The older I get the further I grow from hip-hop. But there are always dudes I will come back for. Aesop Rock is my guy. And you say: of course he is, bro. White rapper with tongue twisting, multi-syllabic nonsense. Backpack rap. Hey, man, you like what you like. It’s not my fault that rap changed at some juncture, moving away from the Def Jux, alt-hip-hop and underground stuff into the homogeny of drill and trap and whatever style it is that seems to dominate these days. Stuff the kids may love, but makes us olds wonder what ever happened to the art of hip-hop?

And what I don’t like is most of Hipster Jr’s hip-hop. Mumble. Emo. Trap. Whatever you call it, I can’t take the complete lack of care about the lyrics. No care. None. And, to my ear, not much care for production either. That same rat-tat high-hat hits, maybe some reverb on the vocals and nothin’ else. If there is a hook, it’s only a hook. Made for a 15-second TikTok boost. The craft seems to be missing. The artistry. The originality.

And it’s not as if Aesop Rock is storytelling here in the strictest sense. His lyrics are mostly short refrains that are just made up of words that sound cool together. Spit with true character and professionalism. All underlined with amazing bass lines, samples and thump. Not old-school in the general hip-hop sense, because Aesop Rock is old-school in and of himself. He sounds like himself and nobody else. And I’m sure his dense lyrical assault could be too much for some, but the rasp in his voice and articulation and inflection he uses to vary that rap attack is what makes him unique. Curling words around the edge of beats, a high-wire act, tip-toeing within the parameters in order to stay perfectly on beat. You feel almost sweaty after his songs, worried he might take one false step and fly off into space. He’s kind of the anti-Jay-Z that way.
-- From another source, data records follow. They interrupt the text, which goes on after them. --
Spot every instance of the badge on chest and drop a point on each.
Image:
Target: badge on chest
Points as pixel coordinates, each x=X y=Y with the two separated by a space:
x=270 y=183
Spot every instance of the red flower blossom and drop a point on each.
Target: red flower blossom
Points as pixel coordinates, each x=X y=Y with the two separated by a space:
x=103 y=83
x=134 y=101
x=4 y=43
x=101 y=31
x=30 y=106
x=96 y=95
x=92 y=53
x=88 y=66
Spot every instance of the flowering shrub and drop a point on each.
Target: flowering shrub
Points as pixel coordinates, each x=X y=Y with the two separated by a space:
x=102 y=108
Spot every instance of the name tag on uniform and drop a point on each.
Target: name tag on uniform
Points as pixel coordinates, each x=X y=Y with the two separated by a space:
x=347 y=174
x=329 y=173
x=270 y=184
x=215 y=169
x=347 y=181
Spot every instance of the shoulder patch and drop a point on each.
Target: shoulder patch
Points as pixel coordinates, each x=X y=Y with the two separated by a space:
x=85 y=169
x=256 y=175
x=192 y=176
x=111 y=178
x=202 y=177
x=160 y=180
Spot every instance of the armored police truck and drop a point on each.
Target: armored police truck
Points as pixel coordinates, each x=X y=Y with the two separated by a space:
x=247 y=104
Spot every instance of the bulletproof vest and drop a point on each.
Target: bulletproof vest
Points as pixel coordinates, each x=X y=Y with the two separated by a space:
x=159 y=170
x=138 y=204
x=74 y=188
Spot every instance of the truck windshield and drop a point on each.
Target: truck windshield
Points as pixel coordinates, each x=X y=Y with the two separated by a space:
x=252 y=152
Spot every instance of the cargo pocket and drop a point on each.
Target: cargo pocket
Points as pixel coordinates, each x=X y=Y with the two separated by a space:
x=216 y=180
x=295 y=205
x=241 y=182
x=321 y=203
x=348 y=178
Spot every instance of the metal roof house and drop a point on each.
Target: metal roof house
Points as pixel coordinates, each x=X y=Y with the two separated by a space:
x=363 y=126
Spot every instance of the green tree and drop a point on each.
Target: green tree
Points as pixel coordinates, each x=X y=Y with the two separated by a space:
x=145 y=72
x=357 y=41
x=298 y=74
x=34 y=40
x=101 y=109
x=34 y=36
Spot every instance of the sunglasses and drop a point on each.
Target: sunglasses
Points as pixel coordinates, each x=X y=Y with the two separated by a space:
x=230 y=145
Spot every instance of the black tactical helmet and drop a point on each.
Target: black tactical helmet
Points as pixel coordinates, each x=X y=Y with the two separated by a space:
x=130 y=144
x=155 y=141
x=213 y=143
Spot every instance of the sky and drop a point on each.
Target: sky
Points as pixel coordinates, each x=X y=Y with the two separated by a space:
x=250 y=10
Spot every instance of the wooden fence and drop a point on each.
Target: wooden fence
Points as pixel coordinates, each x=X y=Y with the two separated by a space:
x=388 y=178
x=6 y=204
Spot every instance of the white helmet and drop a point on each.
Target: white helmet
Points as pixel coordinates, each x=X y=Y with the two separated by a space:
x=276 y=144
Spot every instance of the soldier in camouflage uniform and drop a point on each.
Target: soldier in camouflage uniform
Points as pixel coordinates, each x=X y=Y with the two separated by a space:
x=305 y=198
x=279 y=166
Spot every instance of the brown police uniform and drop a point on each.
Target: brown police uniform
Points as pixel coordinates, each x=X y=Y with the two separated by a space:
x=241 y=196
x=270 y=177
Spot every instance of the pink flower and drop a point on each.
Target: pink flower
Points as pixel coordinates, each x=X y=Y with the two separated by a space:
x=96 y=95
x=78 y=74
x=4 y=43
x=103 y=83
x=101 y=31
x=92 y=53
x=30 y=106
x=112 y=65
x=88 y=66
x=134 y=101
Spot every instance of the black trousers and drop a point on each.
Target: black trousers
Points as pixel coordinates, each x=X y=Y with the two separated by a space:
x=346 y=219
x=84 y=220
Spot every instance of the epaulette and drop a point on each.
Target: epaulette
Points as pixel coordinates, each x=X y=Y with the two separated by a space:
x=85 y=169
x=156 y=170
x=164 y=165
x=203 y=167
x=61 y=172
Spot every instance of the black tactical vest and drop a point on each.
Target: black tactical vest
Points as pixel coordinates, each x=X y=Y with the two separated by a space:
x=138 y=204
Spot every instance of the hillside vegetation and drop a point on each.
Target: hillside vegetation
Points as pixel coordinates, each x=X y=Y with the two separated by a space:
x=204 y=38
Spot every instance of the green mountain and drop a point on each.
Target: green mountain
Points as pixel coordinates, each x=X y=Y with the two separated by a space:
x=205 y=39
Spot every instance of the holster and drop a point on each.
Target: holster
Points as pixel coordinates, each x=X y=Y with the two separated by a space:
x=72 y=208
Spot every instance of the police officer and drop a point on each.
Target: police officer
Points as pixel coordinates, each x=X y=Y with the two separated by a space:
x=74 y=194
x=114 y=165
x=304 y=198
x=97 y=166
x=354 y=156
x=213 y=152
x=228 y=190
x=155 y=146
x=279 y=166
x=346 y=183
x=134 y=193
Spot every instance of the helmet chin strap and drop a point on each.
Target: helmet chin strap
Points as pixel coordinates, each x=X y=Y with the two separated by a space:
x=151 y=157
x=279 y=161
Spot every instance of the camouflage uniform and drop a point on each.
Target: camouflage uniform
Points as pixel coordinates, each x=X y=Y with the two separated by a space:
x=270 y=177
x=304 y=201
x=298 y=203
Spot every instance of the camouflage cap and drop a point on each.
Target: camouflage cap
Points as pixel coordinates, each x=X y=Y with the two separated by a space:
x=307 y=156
I feel like perhaps he was going for a concept album here, basing the theme on some fake IT company. You know, something about technology and working and modern life and stuff. But I can’t for the life of me figure out or tell you if this is true. I mean, there is a weird talking rap song that is kinda-sorta a jazz spoken word thing about liking a painting by van Gogh. But not. Weirdly, I kind of like it. But it definitely has nothing to do with a fictional IT firm. Or the modern world. I do feel like this is somehow a more mature album than some in his past. More controlled. But not in a bad way. Tighter, but without compromising any of his wordplay and aggression. The best thing is the production, though. This record just sounds really good. And maybe it’s because I’ve been exposed to so much of Hipster Jr.’s tinny garbage lately, but these feel like fully realized songs with really cool instrumentations, samples, beats and interesting forms that he seemed less concerned with previously. It was all attack, almost like he was trying to beat you into submission with his words. But now he has swells and breaks and things that, again, feel old-school, but also incredibly modern in a way that the carbon copies of carbon copies fail to produce in today’s “popular” hip-hop.